They also dispelled the belief by some audience members that Agile is a radical new way of doing things, and it correctly came out that many practices were developed previously, even on the mainframe. I am not taking anything away from the leaders in the Agile community who have popularized many best practices, encouraged collective adoption and developed specific ways of incorporating them into coherent software engineering frameworks.

I realized I myself ended up doing a variant of extreme programming (XP) without knowing anything about it through application of common sense optimizations and best practices. Hopefully my notes here will help people understand why certain engineering practices are advocated by XP. One day I ended up being a development lead with no knowledge and a blank slate and this is what happened…
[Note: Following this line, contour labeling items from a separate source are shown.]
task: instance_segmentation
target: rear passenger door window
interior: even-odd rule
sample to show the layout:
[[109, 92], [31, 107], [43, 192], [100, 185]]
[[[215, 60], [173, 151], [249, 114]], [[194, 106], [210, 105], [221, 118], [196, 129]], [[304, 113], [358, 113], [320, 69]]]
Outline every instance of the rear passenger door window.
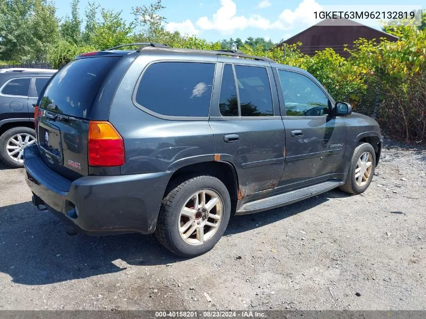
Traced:
[[232, 66], [225, 65], [220, 86], [219, 110], [222, 116], [238, 116], [238, 98]]
[[194, 62], [152, 64], [139, 81], [134, 101], [157, 115], [207, 117], [215, 67], [212, 63]]
[[287, 116], [327, 115], [329, 100], [325, 93], [308, 77], [278, 70]]
[[235, 66], [241, 116], [274, 115], [272, 96], [266, 69]]
[[31, 81], [31, 79], [30, 78], [13, 79], [10, 80], [3, 87], [1, 93], [4, 95], [27, 97], [28, 96]]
Code Quality Beyond – “It Works”

Erik Dornenberg mentioned that code should be easy to change and ThoughtWorks CEO Becky Parsons mentioned that you show pay attention to testing when writing code. My own mantra is “good quality code should be easy to change, easy to test and easy to debug.” The relative priorities of each is determined by business needs.

Test Driven Development

In my environment, I often was given requirements that were simple technical specifications. For example, I had to ensure that some value followed a naming convention. The best way to test that the code met the specification was to encode the specifications into the unit tests and then write the code so that it passes the tests. How else would you do it? The optimization here is that I didn’t want to waste my time writing code that didn’t pass a unit test, so I wrote the test first. Possibly I found this out by trial-and-error.

Automated Testing

Duh – I had 300 unit tests for my codebase. Am I going to run each of them manually? We did have sufficient complexity that I worried that one change might break something seemingly unrelated, so I made sure all unit tests were run before promoting the code for deployment. So, no changes could be deployed without all unit tests being run against the code.

Continuous Integration

I’ve also done a lot of consulting in the application lifecycle management space and, we didn’t get too deep into developer practices. But, since we were implementing version control with automated build, we always introduced continuous integration – we just didn’t have that nice tidy term. One day, I hope to thank Martin Fowler (who gave one of the lightning talks) for popularizing/coining the term so I don’t have to fumble with a longer explanation. Unfortunately, when I now say “continuous integration,” I’m met with a blank or embarrassed stare (“I feel I should know what that is, but don’t”) so I still have to go through the full explanation.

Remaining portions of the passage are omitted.